You are on page 1of 7

Ahmad Hasan Hariri

11201110000055
Sosiologi 5 B
UTS Sospen

Laporan Mengajar di MTs Negeri 3 Jakarta

Setelah lima semester kuliah sosiologi, rasanya jurusan ini tidak relevan dengan dunia kerja. Saya
rasa ilmu yang dipelajari selama empat tahun kuliah di sosiologi tidak akan terpakai, kecuali jika jadi dosen,
guru, atau peneliti. Ditambah lagi semakin naik semester, semakin tidak jelas saja tugas-tugas dan dosen-
dosennya. Mulai dari tugas membuat review dengan tulis tangan sampai dosen yang hampir tak pernah
masuk tapi hobinya ngasih banyak tugas.

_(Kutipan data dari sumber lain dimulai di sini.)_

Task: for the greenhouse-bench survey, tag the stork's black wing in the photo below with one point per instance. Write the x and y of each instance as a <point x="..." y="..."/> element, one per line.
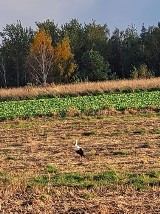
<point x="80" y="152"/>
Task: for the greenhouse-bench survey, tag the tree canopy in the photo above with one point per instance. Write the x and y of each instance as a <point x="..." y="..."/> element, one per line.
<point x="76" y="52"/>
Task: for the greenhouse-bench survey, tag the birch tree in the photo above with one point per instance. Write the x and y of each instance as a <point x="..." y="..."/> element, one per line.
<point x="41" y="57"/>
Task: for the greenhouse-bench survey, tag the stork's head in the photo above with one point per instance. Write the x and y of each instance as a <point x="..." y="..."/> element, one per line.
<point x="76" y="142"/>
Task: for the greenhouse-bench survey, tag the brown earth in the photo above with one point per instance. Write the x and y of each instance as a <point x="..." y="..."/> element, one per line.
<point x="125" y="143"/>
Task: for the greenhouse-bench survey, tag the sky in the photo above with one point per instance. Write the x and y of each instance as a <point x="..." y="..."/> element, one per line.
<point x="114" y="13"/>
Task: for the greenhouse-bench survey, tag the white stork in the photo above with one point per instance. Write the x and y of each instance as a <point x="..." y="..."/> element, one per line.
<point x="79" y="150"/>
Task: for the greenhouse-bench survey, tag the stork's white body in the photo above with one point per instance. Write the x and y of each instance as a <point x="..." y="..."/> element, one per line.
<point x="79" y="150"/>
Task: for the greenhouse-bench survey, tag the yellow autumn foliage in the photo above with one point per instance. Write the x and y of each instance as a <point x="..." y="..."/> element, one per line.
<point x="42" y="44"/>
<point x="41" y="57"/>
<point x="64" y="60"/>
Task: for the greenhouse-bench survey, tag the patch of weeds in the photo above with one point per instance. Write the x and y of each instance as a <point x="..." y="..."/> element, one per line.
<point x="137" y="181"/>
<point x="121" y="152"/>
<point x="51" y="168"/>
<point x="41" y="180"/>
<point x="63" y="113"/>
<point x="145" y="145"/>
<point x="143" y="181"/>
<point x="4" y="179"/>
<point x="91" y="153"/>
<point x="9" y="157"/>
<point x="112" y="134"/>
<point x="89" y="133"/>
<point x="86" y="195"/>
<point x="139" y="131"/>
<point x="154" y="174"/>
<point x="155" y="131"/>
<point x="44" y="133"/>
<point x="74" y="177"/>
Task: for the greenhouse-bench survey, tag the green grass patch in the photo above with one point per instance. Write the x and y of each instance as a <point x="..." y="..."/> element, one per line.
<point x="83" y="104"/>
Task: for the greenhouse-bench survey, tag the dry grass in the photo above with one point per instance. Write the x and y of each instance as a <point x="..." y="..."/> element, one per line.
<point x="125" y="143"/>
<point x="30" y="92"/>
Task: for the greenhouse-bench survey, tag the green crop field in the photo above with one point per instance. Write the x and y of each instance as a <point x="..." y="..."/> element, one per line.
<point x="119" y="101"/>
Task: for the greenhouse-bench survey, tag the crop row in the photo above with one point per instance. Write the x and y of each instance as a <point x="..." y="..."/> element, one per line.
<point x="119" y="101"/>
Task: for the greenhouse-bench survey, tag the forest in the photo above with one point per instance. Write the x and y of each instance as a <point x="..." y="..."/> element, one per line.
<point x="76" y="52"/>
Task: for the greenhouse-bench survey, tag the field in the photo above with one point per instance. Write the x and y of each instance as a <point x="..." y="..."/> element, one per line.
<point x="119" y="133"/>
<point x="88" y="105"/>
<point x="41" y="173"/>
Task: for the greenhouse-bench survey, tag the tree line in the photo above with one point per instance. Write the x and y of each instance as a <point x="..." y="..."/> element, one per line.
<point x="76" y="52"/>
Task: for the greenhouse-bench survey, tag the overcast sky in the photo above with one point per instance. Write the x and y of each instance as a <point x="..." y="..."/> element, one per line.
<point x="115" y="13"/>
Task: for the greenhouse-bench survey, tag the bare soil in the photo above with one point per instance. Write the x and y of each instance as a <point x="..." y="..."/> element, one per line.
<point x="125" y="143"/>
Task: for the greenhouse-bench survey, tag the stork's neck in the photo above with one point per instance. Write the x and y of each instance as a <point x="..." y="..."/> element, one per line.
<point x="76" y="143"/>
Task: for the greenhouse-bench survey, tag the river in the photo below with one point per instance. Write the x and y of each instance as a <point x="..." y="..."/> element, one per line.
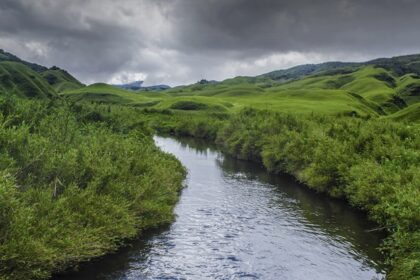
<point x="235" y="221"/>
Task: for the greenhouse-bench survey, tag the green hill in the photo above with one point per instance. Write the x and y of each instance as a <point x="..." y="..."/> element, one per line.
<point x="60" y="79"/>
<point x="27" y="79"/>
<point x="379" y="87"/>
<point x="18" y="79"/>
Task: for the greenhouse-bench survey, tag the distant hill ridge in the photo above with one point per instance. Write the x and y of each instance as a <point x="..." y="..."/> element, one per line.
<point x="380" y="87"/>
<point x="32" y="80"/>
<point x="138" y="85"/>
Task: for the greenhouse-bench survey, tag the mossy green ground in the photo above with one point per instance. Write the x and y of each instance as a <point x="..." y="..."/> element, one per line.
<point x="369" y="91"/>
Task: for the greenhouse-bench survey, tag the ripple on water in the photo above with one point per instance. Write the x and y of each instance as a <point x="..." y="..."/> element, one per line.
<point x="236" y="222"/>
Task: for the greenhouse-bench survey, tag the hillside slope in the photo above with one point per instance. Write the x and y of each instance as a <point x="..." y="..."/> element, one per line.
<point x="28" y="79"/>
<point x="18" y="79"/>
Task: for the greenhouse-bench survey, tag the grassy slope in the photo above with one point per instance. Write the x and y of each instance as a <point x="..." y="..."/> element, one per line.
<point x="61" y="80"/>
<point x="18" y="79"/>
<point x="108" y="94"/>
<point x="361" y="91"/>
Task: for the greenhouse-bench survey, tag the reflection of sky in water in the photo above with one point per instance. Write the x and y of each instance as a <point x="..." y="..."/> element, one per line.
<point x="236" y="221"/>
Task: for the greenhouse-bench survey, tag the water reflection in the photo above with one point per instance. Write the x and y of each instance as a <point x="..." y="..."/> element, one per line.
<point x="236" y="221"/>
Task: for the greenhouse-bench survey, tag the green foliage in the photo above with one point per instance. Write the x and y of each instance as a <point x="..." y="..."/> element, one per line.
<point x="75" y="183"/>
<point x="188" y="105"/>
<point x="18" y="79"/>
<point x="60" y="79"/>
<point x="374" y="164"/>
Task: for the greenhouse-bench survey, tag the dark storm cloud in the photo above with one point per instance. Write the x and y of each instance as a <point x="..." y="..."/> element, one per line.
<point x="298" y="25"/>
<point x="178" y="41"/>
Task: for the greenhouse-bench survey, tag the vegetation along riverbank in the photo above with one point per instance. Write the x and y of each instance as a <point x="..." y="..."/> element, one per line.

Tapi tak apalah, setidaknya ada yang menarik selama kuliah di
sosiologi, yaitu bertemu dengan dosen yang paling rese se-UIN Jakarta. Tugas-tugasnya menantang, seru,
aneh, dan beda dari yang lain. Salah satunya adalah tugas mengajar di sekolah. Sejujurnya saya kaget
ketika mendengar tugas UTS Sosiologi Pendidikan harus mengajar di sekolah, saya langsung mikir, “ini
bener kan gue kuliah ‘sosiologi murni’, bukan ‘pendidikan sosiologi’?”. Okelah kalau penelitian, turlap,
observasi, dan wawancara, tapi ngajar kan tugasnya anak tarbiyah. Baiklah, kalau memang harus
mengajar, ini tantangan buat saya. Saya harus coba.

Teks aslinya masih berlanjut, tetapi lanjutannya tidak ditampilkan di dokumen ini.